Meth
A record amount of meth was seized on the U.S.-Mexico border in fiscal 2014. Reuters

Federal agents seized a record amount of methamphetamine on the U.S.-Mexico border in fiscal 2014, but the large increase is due to a shift in where meth is produced, not a rise in the number of users, according to the San Diego Union-Tribune and government statistics. More meth is now being produced in Mexico than the United States because of a crackdown in the U.S. that makes it more difficult to obtain the chemicals needed to make meth.

“The Mexican cartels are flooding the U.S. marketplace with their cheap methamphetamine,” Gary Hill, the U.S. Drug Enforcement Administration’s assistant special agent in charge at the San Diego field office, told the Union-Tribune.

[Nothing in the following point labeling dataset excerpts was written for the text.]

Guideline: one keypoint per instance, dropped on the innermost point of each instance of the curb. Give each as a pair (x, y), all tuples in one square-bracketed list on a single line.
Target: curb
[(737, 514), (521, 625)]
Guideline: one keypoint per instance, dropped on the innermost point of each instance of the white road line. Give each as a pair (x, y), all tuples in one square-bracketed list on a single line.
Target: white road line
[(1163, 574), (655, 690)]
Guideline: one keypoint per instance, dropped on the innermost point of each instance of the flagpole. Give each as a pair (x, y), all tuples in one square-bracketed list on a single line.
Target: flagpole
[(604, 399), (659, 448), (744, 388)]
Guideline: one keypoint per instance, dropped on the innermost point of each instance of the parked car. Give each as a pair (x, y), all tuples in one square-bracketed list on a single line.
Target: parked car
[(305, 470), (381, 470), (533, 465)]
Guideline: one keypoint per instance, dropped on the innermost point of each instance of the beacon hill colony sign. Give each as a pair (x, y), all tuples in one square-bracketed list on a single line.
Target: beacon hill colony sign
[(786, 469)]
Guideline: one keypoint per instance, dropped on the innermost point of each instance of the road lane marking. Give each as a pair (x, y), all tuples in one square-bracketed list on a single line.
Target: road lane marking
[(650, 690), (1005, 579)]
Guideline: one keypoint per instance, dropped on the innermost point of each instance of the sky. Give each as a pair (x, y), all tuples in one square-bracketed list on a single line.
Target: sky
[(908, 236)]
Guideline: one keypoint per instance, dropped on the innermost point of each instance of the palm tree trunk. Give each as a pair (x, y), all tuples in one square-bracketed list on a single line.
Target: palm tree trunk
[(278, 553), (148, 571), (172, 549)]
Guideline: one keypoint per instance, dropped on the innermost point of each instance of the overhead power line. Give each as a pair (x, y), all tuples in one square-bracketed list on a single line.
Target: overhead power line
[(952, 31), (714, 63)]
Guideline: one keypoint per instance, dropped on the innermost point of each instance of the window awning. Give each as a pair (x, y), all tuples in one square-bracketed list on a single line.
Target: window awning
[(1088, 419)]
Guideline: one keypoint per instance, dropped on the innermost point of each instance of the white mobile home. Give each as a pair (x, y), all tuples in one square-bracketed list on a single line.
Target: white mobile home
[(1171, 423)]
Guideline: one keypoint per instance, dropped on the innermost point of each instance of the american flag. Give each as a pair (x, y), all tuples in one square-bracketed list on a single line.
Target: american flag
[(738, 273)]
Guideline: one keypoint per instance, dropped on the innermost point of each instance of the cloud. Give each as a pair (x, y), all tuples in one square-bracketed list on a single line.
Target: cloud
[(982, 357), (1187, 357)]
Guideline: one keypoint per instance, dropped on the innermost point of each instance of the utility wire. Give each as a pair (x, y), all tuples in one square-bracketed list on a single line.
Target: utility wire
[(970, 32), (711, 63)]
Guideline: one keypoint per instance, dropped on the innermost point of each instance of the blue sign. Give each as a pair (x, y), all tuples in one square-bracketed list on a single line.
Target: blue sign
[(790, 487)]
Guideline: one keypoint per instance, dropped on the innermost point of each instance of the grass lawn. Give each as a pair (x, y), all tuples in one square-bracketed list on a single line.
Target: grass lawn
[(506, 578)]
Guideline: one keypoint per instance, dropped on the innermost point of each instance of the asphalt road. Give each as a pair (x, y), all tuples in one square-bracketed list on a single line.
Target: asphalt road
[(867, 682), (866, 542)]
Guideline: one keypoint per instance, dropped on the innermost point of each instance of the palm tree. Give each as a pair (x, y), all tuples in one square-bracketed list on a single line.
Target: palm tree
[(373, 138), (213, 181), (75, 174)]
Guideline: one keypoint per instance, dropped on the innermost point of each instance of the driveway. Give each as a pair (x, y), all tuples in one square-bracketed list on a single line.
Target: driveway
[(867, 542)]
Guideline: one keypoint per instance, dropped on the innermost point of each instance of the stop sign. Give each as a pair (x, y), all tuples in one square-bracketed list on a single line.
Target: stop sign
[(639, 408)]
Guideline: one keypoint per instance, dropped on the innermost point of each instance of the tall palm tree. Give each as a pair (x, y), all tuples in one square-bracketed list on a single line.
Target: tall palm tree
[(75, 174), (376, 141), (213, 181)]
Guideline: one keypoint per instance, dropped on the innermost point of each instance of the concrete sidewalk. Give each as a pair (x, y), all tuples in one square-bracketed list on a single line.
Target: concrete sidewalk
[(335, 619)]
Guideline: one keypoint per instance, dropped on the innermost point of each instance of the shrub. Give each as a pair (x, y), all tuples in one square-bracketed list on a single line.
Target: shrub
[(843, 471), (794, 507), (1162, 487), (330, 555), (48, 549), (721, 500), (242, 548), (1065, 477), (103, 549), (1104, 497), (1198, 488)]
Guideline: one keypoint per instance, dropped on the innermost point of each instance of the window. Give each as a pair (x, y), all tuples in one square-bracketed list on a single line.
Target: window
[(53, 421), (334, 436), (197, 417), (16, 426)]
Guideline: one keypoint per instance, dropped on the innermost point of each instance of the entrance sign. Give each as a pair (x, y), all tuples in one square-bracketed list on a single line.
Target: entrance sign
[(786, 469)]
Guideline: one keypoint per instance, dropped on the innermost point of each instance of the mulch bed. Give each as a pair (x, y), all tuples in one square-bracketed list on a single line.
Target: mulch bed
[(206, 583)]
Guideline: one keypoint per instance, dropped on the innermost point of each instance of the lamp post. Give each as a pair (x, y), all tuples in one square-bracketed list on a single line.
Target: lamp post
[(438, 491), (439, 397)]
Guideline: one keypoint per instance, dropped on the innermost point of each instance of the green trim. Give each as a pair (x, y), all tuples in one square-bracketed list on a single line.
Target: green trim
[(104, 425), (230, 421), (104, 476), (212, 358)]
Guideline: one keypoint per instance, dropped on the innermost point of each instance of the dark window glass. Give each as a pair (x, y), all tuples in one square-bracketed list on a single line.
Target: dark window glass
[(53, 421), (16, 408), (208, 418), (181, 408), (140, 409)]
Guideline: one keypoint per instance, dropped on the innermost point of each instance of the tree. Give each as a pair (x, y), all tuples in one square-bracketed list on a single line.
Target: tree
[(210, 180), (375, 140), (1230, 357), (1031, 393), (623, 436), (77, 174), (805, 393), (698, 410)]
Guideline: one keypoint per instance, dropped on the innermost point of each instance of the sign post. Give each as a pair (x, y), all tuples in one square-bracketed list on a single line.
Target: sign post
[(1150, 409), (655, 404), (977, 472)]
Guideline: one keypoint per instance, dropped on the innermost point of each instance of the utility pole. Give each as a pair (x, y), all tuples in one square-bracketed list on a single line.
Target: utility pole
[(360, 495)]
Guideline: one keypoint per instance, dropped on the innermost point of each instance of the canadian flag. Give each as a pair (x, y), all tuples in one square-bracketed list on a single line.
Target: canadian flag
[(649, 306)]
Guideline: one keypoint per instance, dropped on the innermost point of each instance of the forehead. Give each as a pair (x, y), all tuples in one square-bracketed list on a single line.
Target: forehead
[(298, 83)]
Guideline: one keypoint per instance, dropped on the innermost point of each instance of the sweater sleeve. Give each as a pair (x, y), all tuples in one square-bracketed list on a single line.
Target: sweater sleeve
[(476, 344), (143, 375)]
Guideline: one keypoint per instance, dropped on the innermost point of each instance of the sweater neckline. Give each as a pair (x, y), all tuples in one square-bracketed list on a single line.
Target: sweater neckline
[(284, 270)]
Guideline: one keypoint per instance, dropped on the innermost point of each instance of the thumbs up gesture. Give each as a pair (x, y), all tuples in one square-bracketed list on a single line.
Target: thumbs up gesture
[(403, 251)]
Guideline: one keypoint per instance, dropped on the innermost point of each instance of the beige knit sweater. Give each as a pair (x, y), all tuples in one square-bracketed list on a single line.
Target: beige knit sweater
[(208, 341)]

Smugglers transport the synthetic drug over the border into California, where most of the meth was seized in the fiscal year that ended in September 2014. The San Diego DEA field office seized 14,732 pounds of meth during that span, representing 63 percent of all meth seized in the U.S. Meth seizures increased 300 percent in California from 2009 to 2014.

But the unprecedented figures don’t necessarily mean that meth use is on the rise in the U.S. Americans are using the synthetic drug at about the same pace in recent years, although there was a large increase from 2010 to 2011, according to the National Institute on Drug Abuse. In 2013, 595,000 Americans said they used meth in the past month, compared to 440,000 who used the drug in 2012. In 2011, there were 439,000 Americans who said they used meth in the last month, a steep increase from the 353,000 who said the same in 2010.

The number of new meth users within the last year is about on par with estimates from 2007 to 2012, according to the institute’s National Survey on Drug Use and Health. There were 144,000 new users of the synthetic drug in 2013, “which was similar to the estimates” in the previous five years, the survey found.